Fast Flow-based Visuomotor Policies via Conditional Optimal Transport Couplings

Published: 08 Aug 2025, Last Modified: 16 Sept 2025CoRL 2025 PosterEveryoneRevisionsBibTeXCC BY 4.0
Keywords: Flow Matching, Optimal Transport, Imitation Learning
TL;DR: This paper presents a novel flow-based visuomotor policy with faster inference and same training complexity compared to Diffusion Policies.

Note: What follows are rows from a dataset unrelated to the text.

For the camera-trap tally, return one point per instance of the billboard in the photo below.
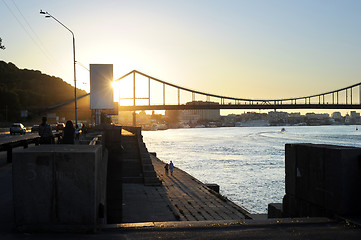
(101, 91)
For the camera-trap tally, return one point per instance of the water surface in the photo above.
(247, 162)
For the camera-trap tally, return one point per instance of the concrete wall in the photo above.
(59, 187)
(322, 180)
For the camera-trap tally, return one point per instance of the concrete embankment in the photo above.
(181, 207)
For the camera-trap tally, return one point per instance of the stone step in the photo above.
(133, 180)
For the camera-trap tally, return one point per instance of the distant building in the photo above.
(317, 118)
(354, 117)
(336, 116)
(195, 115)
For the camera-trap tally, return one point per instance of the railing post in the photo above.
(149, 91)
(178, 96)
(133, 88)
(163, 93)
(9, 154)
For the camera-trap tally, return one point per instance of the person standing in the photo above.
(45, 132)
(77, 132)
(171, 168)
(166, 167)
(68, 133)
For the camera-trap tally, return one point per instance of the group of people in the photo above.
(70, 133)
(169, 167)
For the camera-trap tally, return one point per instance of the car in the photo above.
(17, 128)
(60, 126)
(35, 128)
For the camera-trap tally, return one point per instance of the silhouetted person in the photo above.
(45, 132)
(77, 132)
(84, 130)
(68, 133)
(166, 168)
(171, 168)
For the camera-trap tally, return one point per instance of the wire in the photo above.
(26, 31)
(41, 45)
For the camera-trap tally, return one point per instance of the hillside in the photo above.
(23, 89)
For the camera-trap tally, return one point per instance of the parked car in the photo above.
(60, 126)
(35, 128)
(17, 128)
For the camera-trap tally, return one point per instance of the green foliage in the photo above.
(1, 46)
(23, 89)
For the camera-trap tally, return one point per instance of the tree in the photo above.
(1, 46)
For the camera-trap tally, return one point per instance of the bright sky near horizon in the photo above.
(240, 48)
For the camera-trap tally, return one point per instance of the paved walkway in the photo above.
(192, 200)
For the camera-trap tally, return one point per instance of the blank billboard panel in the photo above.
(101, 90)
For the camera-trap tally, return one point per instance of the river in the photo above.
(246, 162)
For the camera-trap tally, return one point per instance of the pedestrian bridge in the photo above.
(154, 97)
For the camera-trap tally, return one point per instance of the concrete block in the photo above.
(322, 180)
(290, 168)
(275, 210)
(59, 186)
(213, 186)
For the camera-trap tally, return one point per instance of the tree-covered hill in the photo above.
(31, 90)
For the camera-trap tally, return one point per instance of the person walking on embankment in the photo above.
(166, 168)
(45, 132)
(68, 133)
(171, 168)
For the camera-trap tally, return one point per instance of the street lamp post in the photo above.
(74, 62)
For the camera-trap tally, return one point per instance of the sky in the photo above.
(260, 49)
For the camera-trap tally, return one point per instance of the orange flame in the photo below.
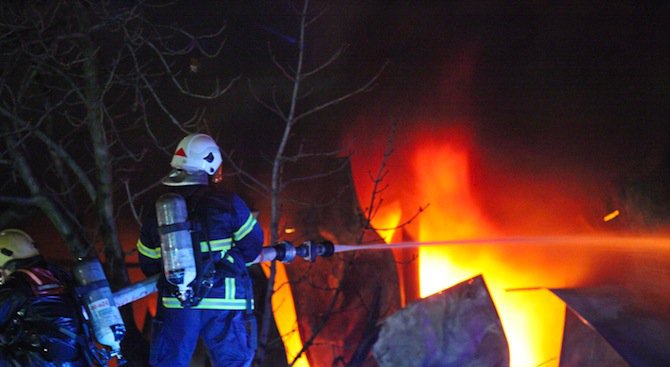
(533, 319)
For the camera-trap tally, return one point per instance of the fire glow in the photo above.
(533, 318)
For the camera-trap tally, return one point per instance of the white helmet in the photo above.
(15, 244)
(195, 154)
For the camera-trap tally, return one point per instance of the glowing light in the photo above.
(533, 321)
(611, 216)
(386, 220)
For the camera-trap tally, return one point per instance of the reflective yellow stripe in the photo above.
(217, 245)
(210, 304)
(246, 228)
(152, 253)
(230, 288)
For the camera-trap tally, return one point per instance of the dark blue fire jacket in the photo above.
(224, 224)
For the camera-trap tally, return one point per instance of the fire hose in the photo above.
(283, 251)
(286, 252)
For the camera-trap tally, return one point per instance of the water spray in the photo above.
(286, 252)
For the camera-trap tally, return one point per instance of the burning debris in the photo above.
(456, 327)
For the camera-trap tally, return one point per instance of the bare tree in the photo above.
(85, 91)
(299, 80)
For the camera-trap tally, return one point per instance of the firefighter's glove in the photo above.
(232, 263)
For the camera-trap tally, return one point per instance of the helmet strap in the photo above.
(218, 175)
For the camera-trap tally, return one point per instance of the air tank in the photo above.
(176, 244)
(96, 296)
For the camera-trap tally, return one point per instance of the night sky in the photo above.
(574, 81)
(545, 89)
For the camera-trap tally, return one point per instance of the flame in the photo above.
(533, 321)
(386, 221)
(439, 174)
(611, 216)
(284, 305)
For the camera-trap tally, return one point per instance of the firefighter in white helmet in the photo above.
(39, 316)
(225, 236)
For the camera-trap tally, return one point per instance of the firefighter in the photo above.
(39, 316)
(225, 237)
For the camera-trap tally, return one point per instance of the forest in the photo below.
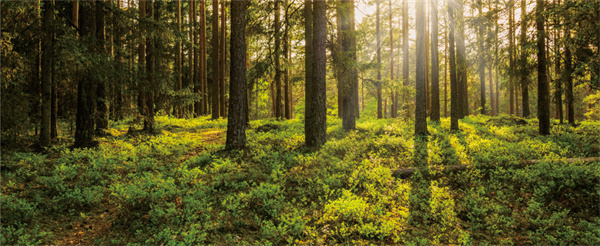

Abstract: Diffusion and flow matching policies have recently demonstrated remarkable performance in robotic applications by accurately capturing multimodal robot trajectory distributions. However, their computationally expensive inference, due to the numerical integration of an ODE or SDE, limits their applicability as real-time controllers for robots. We introduce a methodology that utilizes conditional Optimal Transport couplings between noise and samples to enforce straight solutions in the flow ODE for robot action generation tasks. We show that naively coupling noise and samples fails in conditional tasks and propose incorporating condition variables into the coupling process to improve few-step performance. The proposed few-step policy achieves a 4\% higher success rate with a 10$\times$ speed-up compared to Diffusion Policy on a diverse set of simulation tasks. Moreover, it produces high-quality and diverse action trajectories within 1-2 steps on a set of real-world robot tasks. Our method also retains the same training complexity as Diffusion Policy and vanilla Flow Matching, in contrast to distillation-based approaches.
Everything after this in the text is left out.